SemMéxico/AmecoPress, Madrid, 19 octubre, 2021. – La explotación sexual es uno de los negocios más lucrativos que afecta a mujeres y niñas de todo el mundo. El 60 por ciento de las víctimas registradas fueron objeto de trata, según un informe de la Comisión Europea.

Un dato aproximado debido a la falta de información sin saber cuántas más siguen permaneciendo en esta situación de esclavitud que atenta contra sus derechos. Además, es uno de los delitos que más ha crecido en los últimos años, incrementándose un 44 por ciento, a causa de las nuevas tecnologías, los distintos flujos migratorios y la crisis de la Covid-19.

Por estas razones, a principios de este año los eurodiputados y las eurodiputadas pidieron a la Comisión reforzar la lucha contra la trata de personas. El presidente del Grupo de Expertos sobre la Lucha contra la Trata de Seres Humanos (GRETA), Davor Derencinovic, aseguró en un comunicado que “es crucial que las autoridades pertinentes aumenten sus esfuerzos para combatir esta práctica ilegal y proporcionar ayuda y respaldo a las víctimas”, y también poner especial atención a los flujos migratorios donde las mujeres corren el riesgo de ser captadas por los traficantes.

La situación española según la normativa europea

Según un informe de 2020 del organismo de Naciones Unidas contra la Droga y el Delito (UNODC), se detectaron un 92 por ciento de víctimas de trata en el mundo. Sin embargo, es ardua la tarea de identificación ya que, por cada mujer identificada, existen otras 20 sin identificar.

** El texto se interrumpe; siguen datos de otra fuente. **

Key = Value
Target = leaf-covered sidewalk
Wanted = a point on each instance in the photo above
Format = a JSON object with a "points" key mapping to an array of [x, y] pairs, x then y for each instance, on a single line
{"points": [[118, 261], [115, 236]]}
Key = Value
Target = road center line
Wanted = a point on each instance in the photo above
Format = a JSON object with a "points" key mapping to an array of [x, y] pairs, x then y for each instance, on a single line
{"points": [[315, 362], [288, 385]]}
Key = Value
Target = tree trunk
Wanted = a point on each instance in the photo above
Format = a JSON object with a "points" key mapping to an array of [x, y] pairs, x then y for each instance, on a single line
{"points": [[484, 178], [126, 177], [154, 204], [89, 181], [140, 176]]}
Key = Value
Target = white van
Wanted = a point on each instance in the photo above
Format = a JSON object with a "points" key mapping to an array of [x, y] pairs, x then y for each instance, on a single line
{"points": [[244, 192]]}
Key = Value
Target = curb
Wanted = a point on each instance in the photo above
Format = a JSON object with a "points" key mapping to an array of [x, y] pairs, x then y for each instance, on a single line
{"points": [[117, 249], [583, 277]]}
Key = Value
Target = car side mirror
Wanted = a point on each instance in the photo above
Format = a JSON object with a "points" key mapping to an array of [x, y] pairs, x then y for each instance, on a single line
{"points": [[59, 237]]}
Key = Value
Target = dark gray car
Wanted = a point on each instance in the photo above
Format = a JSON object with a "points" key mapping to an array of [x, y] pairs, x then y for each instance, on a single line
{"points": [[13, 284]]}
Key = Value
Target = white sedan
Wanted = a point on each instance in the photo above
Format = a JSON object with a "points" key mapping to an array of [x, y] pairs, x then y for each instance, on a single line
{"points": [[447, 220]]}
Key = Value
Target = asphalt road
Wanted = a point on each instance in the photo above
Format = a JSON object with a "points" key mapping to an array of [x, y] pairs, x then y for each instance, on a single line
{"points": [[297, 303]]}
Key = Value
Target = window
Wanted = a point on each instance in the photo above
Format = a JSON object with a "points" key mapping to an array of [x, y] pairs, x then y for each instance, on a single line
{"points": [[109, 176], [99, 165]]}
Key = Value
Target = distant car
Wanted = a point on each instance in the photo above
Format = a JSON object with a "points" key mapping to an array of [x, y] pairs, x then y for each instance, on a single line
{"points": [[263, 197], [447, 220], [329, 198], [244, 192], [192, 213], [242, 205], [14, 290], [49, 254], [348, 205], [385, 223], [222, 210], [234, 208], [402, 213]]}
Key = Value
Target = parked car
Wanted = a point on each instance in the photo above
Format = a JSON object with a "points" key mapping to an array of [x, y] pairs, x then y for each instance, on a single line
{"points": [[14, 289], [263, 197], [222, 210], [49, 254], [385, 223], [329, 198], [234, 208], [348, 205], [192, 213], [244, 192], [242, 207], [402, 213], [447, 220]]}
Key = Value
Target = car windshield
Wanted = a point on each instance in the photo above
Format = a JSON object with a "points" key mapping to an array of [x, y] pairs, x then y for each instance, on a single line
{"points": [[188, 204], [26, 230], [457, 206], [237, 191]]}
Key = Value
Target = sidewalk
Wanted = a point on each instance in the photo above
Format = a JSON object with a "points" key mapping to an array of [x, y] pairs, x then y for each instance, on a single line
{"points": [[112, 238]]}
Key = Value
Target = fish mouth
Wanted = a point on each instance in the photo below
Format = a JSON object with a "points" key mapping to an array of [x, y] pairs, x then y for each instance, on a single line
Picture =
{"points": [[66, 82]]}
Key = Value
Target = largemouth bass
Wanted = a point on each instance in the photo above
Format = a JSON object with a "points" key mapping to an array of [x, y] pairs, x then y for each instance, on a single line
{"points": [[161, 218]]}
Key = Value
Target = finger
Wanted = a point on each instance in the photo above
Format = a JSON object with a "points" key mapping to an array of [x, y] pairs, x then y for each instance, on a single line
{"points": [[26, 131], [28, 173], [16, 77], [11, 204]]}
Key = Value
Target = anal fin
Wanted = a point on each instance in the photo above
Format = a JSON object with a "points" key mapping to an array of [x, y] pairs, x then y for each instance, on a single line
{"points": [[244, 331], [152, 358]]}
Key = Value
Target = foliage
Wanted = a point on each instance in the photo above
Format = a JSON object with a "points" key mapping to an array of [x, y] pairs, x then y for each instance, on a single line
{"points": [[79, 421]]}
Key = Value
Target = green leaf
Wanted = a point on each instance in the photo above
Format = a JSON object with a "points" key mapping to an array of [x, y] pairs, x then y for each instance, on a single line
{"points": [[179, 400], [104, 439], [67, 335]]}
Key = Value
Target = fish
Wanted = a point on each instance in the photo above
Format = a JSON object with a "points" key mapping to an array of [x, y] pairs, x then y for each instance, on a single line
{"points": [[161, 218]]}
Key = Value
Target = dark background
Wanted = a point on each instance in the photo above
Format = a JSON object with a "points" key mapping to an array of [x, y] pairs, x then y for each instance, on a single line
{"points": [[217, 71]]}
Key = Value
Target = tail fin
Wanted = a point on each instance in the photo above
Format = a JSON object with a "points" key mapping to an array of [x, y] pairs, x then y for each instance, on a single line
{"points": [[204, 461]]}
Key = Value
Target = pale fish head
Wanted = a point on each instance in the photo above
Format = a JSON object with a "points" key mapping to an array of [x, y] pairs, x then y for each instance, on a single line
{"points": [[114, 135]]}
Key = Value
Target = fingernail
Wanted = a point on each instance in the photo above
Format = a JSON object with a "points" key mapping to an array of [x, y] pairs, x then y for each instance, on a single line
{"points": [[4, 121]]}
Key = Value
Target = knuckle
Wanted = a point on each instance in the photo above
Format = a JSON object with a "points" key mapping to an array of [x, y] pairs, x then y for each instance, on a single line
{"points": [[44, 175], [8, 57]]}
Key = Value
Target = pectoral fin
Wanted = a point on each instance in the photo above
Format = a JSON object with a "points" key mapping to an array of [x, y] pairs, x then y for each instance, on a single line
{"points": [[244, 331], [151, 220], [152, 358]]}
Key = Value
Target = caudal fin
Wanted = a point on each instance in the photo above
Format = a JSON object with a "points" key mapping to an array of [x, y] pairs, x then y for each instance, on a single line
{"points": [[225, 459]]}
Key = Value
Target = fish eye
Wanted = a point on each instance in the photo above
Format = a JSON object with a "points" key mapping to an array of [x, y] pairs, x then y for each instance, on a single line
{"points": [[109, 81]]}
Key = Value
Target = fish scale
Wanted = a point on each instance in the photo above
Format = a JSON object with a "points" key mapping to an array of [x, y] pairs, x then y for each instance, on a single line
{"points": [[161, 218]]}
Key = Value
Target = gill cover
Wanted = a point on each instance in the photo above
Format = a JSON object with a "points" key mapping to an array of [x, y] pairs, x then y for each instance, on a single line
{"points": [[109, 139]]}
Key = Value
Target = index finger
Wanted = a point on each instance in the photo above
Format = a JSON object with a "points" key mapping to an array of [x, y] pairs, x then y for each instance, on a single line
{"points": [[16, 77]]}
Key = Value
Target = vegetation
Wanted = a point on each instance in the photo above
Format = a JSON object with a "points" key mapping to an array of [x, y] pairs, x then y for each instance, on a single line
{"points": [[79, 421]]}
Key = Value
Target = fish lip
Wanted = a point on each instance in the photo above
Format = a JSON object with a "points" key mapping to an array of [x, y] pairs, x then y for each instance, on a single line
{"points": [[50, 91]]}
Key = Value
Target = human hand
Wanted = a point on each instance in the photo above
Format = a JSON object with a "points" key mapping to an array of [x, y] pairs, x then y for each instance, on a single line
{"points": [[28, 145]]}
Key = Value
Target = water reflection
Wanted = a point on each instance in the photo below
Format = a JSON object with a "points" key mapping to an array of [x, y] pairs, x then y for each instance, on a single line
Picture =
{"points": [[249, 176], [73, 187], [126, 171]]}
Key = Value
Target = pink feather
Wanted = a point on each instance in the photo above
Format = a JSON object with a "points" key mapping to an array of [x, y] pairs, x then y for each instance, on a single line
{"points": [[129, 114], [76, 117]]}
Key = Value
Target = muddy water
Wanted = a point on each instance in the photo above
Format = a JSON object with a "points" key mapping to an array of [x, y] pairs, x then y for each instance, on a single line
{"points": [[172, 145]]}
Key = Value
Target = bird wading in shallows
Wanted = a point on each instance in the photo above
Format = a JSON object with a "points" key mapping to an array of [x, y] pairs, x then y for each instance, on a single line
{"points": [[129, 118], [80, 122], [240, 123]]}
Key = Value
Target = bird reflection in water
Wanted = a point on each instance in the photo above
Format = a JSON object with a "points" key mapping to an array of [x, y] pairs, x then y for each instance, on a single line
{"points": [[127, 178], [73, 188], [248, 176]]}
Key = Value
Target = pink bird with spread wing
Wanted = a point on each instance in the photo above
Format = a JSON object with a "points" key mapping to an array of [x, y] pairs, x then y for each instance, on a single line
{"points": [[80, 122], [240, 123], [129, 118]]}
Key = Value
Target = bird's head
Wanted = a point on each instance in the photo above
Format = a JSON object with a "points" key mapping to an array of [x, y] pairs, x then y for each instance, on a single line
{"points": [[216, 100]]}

Por cada mujer identificada, existen otras 20 sin identificar

A nivel europeo, existen medidas para luchar contra la trata de seres humanos y proteger a las víctimas. Un ejemplo es el ‘Convenio del Consejo de Europa sobre Lucha contra la trata de personas’ que entró en vigor el 1 de agosto de 2009 y fue fundamental para tratar esta cuestión desde un enfoque de derechos humanos, ya que obliga a los Estados miembros a que la identificación de las víctimas se realice por autoridades competentes y personas especializadas.

Además, en 2011 se aprobó la ‘Directiva Europea 2011/36/UE’ con el objetivo de prevenir y luchar contra esta forma de esclavitud anteponiendo los derechos humanos a la persecución del delito y un fortalecimiento del sistema de protección de las víctimas.

Para adaptarse a estas directivas europeas, España modificó el Código Penal en relación al delito de trata, la Ley Orgánica de Extranjería y la aprobación del primer y segundo Plan Integral de Lucha contra la Trata de mujeres y niñas con fines de Explotación Sexual. Sin embargo, según un informe de Amnistía Internacional, sigue siendo uno de los nueve países europeos, junto con Bulgaria, Alemania, Francia, Croacia, Luxemburgo, Hungría, Austria y Finlandia, en permitir que solamente la policía pueda identificar a las víctimas.

España sigue permitiendo que solamente la policía pueda identificar a las víctimas

Esto genera un grave problema estructural, ya que según datos proporcionados por la Dirección General de la Policía a Amnistía Internacional para la elaboración del informe ‘Cadenas invisibles’ en 2019 tan solo 42 mujeres fueron identificadas formalmente como víctimas de trata de las 2.834 que se hallaron potencialmente en riesgo. Esto significa que solo una pequeña parte de las mujeres, que se atreven a denunciar, pueden acceder a sus derechos de manera plena con garantías de protección, aunque en muchos casos, “ni siquiera son respetados una vez activados’’, según Amnistía Internacional.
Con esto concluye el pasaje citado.